Den letzten schulpolitischen Misserfolg mit Langzeitwirkung für die beteiligten Parteien handelte sich die schwarz-grüne Koalition 2010 in Hamburg ebenfalls nach einem Bürgerentscheid ein, der sich gegen die Verlängerung der Grundschulzeit auf sechs Schuljahre richtete – in Berlin und Brandenburg die übliche Dauer der Grundschule.

Eine systematische Aufarbeitung der Gründe für das jeweilige Scheitern ist meines Wissens bis heute nicht erfolgt, wäre aber dringend erforderlich, wenn eine grundlegende und umfassende Schulreform in Deutschland eine Chance haben soll. Von den beteiligten Parteien wurden aus dem Scheitern vor allem zwei Schlussfolgerungen gezogen. Erstens: Schulpolitik macht Ärger und man kann Wahlen verlieren. Also lässt man besser die Finger davon.   Und zweitens: das Gymnasium darf bei Strukturveränderungen nicht involviert sein. Letztere Überzeugung wird auch von zahlreichen Erziehungswissenschaftler:innen geteilt – oft genug im Gegensatz zu eigenen wissenschaftlichen Erkenntnissen.

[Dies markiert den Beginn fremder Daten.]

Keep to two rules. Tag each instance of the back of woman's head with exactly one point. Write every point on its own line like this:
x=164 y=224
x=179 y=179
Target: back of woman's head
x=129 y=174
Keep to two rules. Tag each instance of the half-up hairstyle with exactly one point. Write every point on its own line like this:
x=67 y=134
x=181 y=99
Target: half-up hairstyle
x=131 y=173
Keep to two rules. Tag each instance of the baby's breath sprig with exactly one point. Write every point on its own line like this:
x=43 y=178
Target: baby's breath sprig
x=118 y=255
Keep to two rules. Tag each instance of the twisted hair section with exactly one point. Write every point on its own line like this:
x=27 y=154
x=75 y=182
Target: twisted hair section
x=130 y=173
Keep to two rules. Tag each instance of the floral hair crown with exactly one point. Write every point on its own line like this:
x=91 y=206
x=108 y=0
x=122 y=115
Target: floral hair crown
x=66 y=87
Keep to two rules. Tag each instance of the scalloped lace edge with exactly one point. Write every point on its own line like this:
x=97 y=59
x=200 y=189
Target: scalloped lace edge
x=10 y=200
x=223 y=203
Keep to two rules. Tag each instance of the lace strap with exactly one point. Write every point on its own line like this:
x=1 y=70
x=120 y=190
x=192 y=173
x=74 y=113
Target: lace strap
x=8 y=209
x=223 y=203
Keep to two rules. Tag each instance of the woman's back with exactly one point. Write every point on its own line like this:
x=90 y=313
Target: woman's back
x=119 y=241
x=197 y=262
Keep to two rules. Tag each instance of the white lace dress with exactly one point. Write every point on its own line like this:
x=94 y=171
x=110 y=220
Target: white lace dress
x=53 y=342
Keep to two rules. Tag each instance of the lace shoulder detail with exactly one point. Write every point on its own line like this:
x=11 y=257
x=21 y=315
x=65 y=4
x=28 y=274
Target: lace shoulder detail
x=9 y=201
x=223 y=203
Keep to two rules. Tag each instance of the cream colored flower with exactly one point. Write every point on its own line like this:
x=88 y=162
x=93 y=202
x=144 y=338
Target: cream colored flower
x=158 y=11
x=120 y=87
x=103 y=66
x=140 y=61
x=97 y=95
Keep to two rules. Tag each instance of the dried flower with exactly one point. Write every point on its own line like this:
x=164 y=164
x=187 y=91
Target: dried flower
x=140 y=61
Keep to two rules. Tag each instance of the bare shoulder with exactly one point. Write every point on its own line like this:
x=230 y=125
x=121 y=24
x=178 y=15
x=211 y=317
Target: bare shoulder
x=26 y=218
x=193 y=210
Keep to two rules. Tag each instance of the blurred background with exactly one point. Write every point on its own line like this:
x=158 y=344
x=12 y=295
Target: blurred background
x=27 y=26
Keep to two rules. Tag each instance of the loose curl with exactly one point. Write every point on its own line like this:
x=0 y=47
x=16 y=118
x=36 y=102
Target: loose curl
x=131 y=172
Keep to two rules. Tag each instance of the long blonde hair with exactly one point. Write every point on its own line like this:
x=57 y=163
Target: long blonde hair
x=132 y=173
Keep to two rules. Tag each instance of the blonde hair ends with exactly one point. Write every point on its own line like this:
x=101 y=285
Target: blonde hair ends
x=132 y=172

Gymnasium unantastbar – unter Denkmalschutz?

In der jüngeren Wissenschaftler-Generation vertritt z.B. Aladin El-Mafaalani, Professor für Soziologie und Erziehungswissenschaft, dessen Bücher ein breites Publikum erreichen, diese Position. In seinem 2020 erschienenen Buch „Mythos Bildung. Die ungerechte Gesellschaft, ihr Bildungssystem und seine Zukunft“  schreibt er nach einer wort- und faktenreichen Darlegung über die Ungerechtigkeiten und Benachteiligungen im deutschen Bildungssystem, deren Haupt-Ursache er in der (zu) frühen Entscheidung für oder gegen den Gymnasialbesuch sieht, folgendes:

„Das Gymnasium ist (neben der Grundschule) die einzige Schulform des allgemeinbildenden Schulsystems, die es in allen Bundesländern gibt. Zwar verstärkt Selektion soziale Ungleichheit, allerdings wäre es äußerst ungünstig, die beliebteste und die letzte alle Bundesländer verbindende Schulform abzuschaffen oder umzubenennen. Auch die kreative Idee, ein Einheitsschulsystem mit einer Schulform für alle zu etablieren und diese Schulform »Gymnasium« zu nennen, ist nicht zielführend.“ (S. 212)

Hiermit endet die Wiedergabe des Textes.